I was in the midst of being diagnosed with a genetic eye disease, ADOA, that was causing me to rapidly lose my vision and making my everyday life challenging. I was struggling to see my computer at work and couldn’t do things as well or as fast as I could when I was first hired. This diagnosis process was intense and consisted of multiple tests, such as MRIs, electrodes on my eyeballs, and 35 vials of blood drawn to test for any cause of my sudden vision loss.
This personal stress and professional pressure led me to break in the middle of an unplanned meeting with my manager. I was confronted for posting my struggles with being visually impaired in a company that didn’t support me. I didn’t call out the company, but someone found my post and sent it to the company. Was it dumb of me to post? Yes, of course. But it didn’t warrant the meeting in the midst of such a difficult time, especially when my manager knew I was going through extensive medical testing. This shame, pressure, and duress caused me to break. I wanted to cease to exist, both literally and figuratively.

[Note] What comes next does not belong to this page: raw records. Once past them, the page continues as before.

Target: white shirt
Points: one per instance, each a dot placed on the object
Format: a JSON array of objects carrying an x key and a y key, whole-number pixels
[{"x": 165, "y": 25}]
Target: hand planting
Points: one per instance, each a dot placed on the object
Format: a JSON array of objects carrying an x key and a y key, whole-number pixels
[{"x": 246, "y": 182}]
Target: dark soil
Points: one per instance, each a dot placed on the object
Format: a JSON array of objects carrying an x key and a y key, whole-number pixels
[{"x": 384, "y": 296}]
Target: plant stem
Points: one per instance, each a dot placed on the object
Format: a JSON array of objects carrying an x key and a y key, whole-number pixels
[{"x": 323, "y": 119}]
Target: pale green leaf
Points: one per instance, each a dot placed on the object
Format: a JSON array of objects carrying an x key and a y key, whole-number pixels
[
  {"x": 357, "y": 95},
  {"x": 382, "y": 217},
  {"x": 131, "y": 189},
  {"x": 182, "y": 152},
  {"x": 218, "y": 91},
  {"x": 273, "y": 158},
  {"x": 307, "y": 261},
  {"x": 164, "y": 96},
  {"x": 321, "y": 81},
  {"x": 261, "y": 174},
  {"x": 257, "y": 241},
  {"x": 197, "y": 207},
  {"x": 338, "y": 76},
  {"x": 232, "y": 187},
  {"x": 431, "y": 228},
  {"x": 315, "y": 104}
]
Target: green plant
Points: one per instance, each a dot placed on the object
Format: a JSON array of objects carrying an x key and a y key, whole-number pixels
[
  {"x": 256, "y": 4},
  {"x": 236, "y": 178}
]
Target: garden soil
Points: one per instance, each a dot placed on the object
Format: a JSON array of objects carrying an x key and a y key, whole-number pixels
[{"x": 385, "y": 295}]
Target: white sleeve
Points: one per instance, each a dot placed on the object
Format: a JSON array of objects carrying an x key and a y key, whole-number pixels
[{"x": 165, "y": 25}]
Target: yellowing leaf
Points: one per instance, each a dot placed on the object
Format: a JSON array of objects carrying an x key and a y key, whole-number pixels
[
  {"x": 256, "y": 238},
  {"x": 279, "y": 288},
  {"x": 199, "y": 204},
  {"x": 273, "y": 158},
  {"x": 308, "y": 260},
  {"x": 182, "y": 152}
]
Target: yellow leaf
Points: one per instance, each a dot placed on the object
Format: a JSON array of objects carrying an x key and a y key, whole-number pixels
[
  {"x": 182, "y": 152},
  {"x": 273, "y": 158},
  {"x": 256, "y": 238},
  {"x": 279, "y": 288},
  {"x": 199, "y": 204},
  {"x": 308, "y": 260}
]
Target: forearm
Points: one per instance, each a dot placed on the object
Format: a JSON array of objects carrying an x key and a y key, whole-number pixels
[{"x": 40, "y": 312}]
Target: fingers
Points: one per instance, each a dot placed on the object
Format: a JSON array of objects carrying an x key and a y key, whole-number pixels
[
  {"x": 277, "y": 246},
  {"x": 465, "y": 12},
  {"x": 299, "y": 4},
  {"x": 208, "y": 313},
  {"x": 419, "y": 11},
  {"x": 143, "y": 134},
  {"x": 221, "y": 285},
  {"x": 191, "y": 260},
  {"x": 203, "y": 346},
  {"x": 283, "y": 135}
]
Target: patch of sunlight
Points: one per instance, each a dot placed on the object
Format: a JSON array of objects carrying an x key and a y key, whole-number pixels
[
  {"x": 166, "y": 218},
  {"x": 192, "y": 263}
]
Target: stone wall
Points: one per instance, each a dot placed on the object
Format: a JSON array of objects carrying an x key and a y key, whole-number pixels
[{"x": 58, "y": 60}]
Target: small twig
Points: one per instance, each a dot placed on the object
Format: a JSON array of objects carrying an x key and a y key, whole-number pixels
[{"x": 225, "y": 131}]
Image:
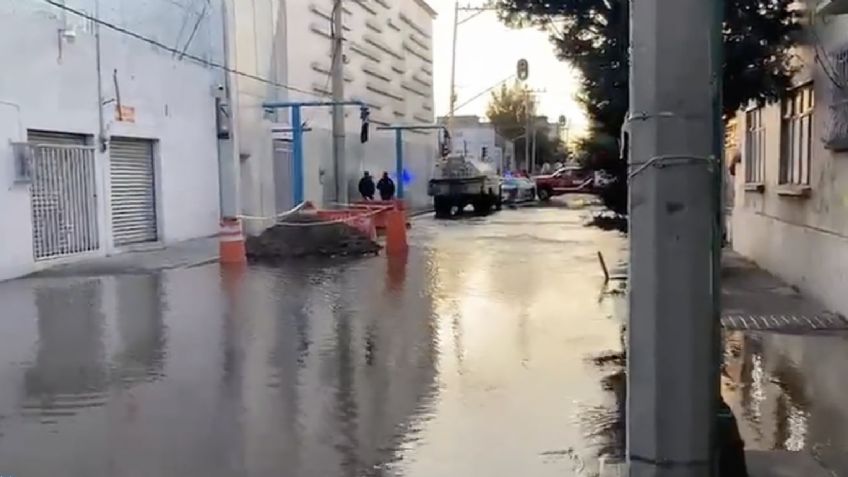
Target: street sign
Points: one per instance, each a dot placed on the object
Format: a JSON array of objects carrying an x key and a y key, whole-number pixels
[{"x": 522, "y": 70}]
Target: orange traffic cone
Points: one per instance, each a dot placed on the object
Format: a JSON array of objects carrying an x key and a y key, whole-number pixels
[
  {"x": 231, "y": 245},
  {"x": 396, "y": 232}
]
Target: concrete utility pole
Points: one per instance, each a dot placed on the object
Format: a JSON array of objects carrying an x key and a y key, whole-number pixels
[
  {"x": 672, "y": 370},
  {"x": 452, "y": 109},
  {"x": 533, "y": 154},
  {"x": 227, "y": 110},
  {"x": 527, "y": 132},
  {"x": 339, "y": 163}
]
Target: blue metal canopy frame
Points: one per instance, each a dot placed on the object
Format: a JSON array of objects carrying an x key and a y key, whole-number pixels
[{"x": 297, "y": 130}]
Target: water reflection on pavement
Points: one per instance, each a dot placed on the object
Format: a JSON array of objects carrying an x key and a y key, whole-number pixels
[
  {"x": 788, "y": 391},
  {"x": 467, "y": 357}
]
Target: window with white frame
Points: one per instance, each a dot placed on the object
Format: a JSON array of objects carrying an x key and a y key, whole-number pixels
[
  {"x": 796, "y": 133},
  {"x": 755, "y": 147}
]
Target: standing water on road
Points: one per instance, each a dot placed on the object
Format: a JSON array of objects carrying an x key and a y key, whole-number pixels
[{"x": 470, "y": 356}]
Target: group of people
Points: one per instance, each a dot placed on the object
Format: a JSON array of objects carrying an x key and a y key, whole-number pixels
[{"x": 386, "y": 187}]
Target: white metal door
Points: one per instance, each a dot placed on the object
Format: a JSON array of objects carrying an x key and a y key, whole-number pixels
[
  {"x": 133, "y": 191},
  {"x": 62, "y": 194},
  {"x": 284, "y": 199}
]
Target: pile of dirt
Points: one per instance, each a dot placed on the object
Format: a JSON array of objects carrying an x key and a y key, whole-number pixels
[{"x": 295, "y": 238}]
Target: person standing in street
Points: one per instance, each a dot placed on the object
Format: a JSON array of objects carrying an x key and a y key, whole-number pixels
[
  {"x": 386, "y": 186},
  {"x": 366, "y": 186}
]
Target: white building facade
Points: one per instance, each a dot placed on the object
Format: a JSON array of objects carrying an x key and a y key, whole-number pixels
[
  {"x": 790, "y": 212},
  {"x": 388, "y": 65},
  {"x": 105, "y": 144}
]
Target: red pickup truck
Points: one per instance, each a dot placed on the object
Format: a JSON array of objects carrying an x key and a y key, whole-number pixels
[{"x": 566, "y": 180}]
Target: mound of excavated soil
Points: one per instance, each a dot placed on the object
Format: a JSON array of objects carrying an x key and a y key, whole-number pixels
[{"x": 295, "y": 238}]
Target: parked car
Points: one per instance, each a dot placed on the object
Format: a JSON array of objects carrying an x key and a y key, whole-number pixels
[
  {"x": 567, "y": 180},
  {"x": 518, "y": 189}
]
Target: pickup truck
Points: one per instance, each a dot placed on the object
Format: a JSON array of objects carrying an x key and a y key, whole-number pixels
[{"x": 566, "y": 180}]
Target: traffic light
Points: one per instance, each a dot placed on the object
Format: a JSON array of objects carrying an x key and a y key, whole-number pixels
[
  {"x": 364, "y": 114},
  {"x": 522, "y": 70}
]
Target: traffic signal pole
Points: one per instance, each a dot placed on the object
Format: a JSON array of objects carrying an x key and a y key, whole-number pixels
[{"x": 672, "y": 380}]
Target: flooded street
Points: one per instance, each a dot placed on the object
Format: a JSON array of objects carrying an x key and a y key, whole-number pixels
[
  {"x": 470, "y": 356},
  {"x": 788, "y": 392}
]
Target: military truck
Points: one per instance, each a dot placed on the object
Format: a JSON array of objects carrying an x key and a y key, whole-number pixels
[{"x": 460, "y": 180}]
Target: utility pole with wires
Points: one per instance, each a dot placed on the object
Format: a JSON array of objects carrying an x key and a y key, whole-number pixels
[
  {"x": 456, "y": 22},
  {"x": 339, "y": 163},
  {"x": 672, "y": 357}
]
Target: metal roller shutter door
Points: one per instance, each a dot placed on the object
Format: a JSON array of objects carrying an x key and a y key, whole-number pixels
[{"x": 133, "y": 191}]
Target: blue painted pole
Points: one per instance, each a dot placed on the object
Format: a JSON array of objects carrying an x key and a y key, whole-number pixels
[
  {"x": 297, "y": 152},
  {"x": 399, "y": 161}
]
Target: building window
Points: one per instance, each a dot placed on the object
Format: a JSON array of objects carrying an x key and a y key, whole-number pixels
[
  {"x": 755, "y": 147},
  {"x": 796, "y": 132}
]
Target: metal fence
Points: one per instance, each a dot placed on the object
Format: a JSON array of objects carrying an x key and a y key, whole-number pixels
[{"x": 64, "y": 203}]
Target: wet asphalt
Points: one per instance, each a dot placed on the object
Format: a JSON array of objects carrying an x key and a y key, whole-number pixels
[{"x": 476, "y": 354}]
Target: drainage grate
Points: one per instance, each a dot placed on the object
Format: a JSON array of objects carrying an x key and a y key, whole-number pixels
[{"x": 823, "y": 321}]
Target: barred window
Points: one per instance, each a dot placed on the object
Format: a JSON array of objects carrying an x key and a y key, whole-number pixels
[
  {"x": 755, "y": 147},
  {"x": 796, "y": 132}
]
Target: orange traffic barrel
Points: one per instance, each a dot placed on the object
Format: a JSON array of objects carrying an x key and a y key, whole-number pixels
[{"x": 231, "y": 242}]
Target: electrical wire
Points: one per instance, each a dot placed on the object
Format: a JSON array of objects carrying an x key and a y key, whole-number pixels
[
  {"x": 829, "y": 69},
  {"x": 200, "y": 18},
  {"x": 481, "y": 93},
  {"x": 175, "y": 51}
]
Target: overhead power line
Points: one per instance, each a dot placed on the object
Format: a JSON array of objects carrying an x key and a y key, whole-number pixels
[{"x": 175, "y": 51}]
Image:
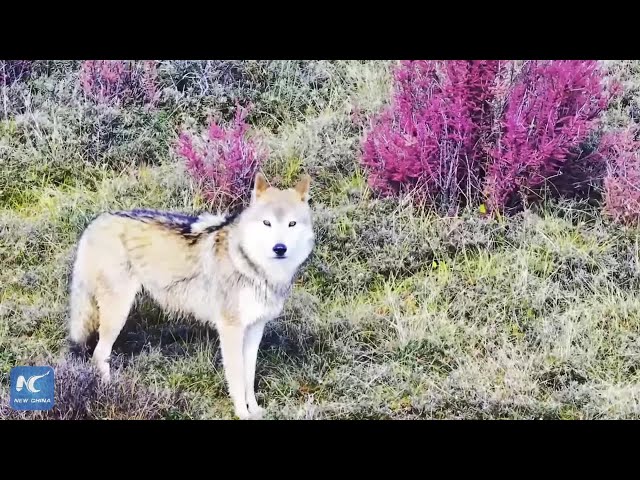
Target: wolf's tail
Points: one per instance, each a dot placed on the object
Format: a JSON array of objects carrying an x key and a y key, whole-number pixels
[{"x": 83, "y": 312}]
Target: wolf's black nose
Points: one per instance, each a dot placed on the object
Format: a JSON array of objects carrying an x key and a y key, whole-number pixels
[{"x": 280, "y": 249}]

I removed all my social media accounts and went dark. I also sought out emergency medical care for my well-being and mental health. I am a different person since that day. I didn’t know then that I was at a fork in the road. One side was misery and a façade, while the other offered hope and a new beginning. I didn’t have a word for it at the time, but I knew I no longer wanted to let technology rule my life. I didn’t want to be on a screen more than in the real world. I soon discovered that many people felt the same way and were part of a movement known as digital minimalism.